Prezydent Syrii Baszar al - Assad ostrzega Francję przed poważnymi konsekwencjami interwencji zbrojnej przeciwko reżimowi w Damaszku. Tymczasem francuski premier przeprowadza konsultacje polityczne w sprawie udziału jego kraju w takiej operacji.

W wywiadzie udzielonym w Damaszku wysłannikowi dziennika Le Figaro, prezydent Syrii odrzucił zarzuty Zachodu, iż armia rządowa użyła broni chemicznej, nazywając to "myśleniem pozbawionym logiki". Baszar al.-Assad ostrzega przed interwencją, gdyż, jak podkreśla, Bliski Wschód jest „beczką prochu”. W tej sytuacji nikt nie wie, jakie mogą być konsekwencje takiej operacji.

Baszar al-Assad, odpowiadając oskarżającemu go o użycie broni chemicznej Barackowi Obamie, wezwał prezydenta USA do pokazania dowodów. Zapewnił, że ani Barack Obama nie będzie w stanie tego zrobić, ani prezydent Francji, Francois Hollande.

Media francuskie są zdania, że czas gra na korzyść dyktatora z Damaszku, a jego sojusznicy, przywódcy Iranu i Rosji „prężą muskuły".

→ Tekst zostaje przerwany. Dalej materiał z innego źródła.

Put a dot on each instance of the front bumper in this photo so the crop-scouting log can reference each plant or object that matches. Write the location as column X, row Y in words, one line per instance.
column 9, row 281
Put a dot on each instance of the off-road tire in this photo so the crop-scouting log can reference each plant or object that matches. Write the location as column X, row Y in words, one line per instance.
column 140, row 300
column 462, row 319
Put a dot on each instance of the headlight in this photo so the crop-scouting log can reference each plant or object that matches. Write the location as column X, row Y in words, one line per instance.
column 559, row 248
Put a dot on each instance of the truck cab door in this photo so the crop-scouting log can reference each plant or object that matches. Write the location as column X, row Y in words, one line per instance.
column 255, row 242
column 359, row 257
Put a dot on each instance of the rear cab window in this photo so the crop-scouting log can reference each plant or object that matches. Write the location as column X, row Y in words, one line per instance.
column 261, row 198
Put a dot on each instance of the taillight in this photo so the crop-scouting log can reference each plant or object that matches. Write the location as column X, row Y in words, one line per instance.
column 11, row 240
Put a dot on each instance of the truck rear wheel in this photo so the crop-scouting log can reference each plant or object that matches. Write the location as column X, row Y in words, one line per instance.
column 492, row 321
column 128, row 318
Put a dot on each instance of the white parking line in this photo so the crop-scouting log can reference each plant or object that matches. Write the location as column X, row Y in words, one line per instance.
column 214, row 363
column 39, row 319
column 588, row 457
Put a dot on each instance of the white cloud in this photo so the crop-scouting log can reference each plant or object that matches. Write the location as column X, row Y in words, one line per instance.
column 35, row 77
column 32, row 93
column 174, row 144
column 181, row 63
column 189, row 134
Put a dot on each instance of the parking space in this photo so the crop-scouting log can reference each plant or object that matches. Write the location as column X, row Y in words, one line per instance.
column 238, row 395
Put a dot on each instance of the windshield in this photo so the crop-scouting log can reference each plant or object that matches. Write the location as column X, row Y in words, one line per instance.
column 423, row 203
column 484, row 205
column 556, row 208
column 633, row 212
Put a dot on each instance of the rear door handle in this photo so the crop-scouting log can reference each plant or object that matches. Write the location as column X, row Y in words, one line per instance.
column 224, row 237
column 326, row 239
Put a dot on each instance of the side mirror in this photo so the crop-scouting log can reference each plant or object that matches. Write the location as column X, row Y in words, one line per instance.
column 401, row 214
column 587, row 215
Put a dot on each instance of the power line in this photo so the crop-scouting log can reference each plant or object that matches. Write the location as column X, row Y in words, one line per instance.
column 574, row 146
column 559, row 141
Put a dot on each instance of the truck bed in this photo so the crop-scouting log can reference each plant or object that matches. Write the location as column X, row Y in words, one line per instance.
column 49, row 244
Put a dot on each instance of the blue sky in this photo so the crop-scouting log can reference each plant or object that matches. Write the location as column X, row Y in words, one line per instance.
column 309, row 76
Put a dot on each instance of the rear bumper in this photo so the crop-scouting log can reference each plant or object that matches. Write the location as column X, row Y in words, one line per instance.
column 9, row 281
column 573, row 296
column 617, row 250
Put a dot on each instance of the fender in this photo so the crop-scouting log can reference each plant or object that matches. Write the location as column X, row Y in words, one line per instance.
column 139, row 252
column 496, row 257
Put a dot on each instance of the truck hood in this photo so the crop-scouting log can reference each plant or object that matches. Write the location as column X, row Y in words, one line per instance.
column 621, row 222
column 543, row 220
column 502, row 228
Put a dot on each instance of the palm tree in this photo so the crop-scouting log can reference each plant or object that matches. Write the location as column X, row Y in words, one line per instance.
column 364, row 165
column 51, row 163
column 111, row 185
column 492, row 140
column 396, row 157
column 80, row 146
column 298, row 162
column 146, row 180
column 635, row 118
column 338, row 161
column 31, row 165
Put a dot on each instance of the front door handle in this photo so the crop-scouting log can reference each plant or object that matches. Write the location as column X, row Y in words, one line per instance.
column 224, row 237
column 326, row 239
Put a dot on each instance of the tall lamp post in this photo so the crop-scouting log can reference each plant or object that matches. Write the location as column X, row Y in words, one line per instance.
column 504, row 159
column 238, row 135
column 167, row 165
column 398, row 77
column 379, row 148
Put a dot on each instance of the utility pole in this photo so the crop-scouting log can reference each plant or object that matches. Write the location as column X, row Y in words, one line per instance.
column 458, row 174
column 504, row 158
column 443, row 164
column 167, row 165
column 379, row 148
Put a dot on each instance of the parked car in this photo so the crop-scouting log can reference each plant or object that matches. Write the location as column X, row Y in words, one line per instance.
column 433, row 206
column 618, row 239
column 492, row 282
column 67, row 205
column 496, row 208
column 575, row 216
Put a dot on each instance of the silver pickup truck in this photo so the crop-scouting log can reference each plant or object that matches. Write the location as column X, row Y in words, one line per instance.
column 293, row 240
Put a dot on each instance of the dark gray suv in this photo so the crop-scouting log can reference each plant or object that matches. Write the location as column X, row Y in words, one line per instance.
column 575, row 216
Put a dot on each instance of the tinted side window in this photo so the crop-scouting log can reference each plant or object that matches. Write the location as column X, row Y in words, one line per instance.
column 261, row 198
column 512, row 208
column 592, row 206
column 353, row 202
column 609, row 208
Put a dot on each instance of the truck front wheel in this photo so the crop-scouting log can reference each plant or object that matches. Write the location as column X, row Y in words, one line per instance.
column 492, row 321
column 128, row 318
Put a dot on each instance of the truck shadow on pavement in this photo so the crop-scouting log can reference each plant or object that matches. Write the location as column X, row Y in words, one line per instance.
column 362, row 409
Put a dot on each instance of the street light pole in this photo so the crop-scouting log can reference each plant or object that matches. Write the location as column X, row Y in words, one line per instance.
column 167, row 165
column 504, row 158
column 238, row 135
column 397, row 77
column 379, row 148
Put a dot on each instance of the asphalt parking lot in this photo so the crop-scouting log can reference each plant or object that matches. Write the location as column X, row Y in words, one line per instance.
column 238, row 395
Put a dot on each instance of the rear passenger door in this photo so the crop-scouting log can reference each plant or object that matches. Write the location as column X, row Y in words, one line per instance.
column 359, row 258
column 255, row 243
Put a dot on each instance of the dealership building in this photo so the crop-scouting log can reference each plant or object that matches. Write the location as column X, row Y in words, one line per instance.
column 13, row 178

Tymczasem premier Francji Ayrault zaprosił przewodniczących Senatu i Zgromadzenia Narodowego oraz szefów klubów parlamentarnych skupiających wszystkie partie, by omówić możliwość interwencji armii francuskiej. Na spotkaniu ujawniono dokumenty dotąd uznawane za ściśle tajne.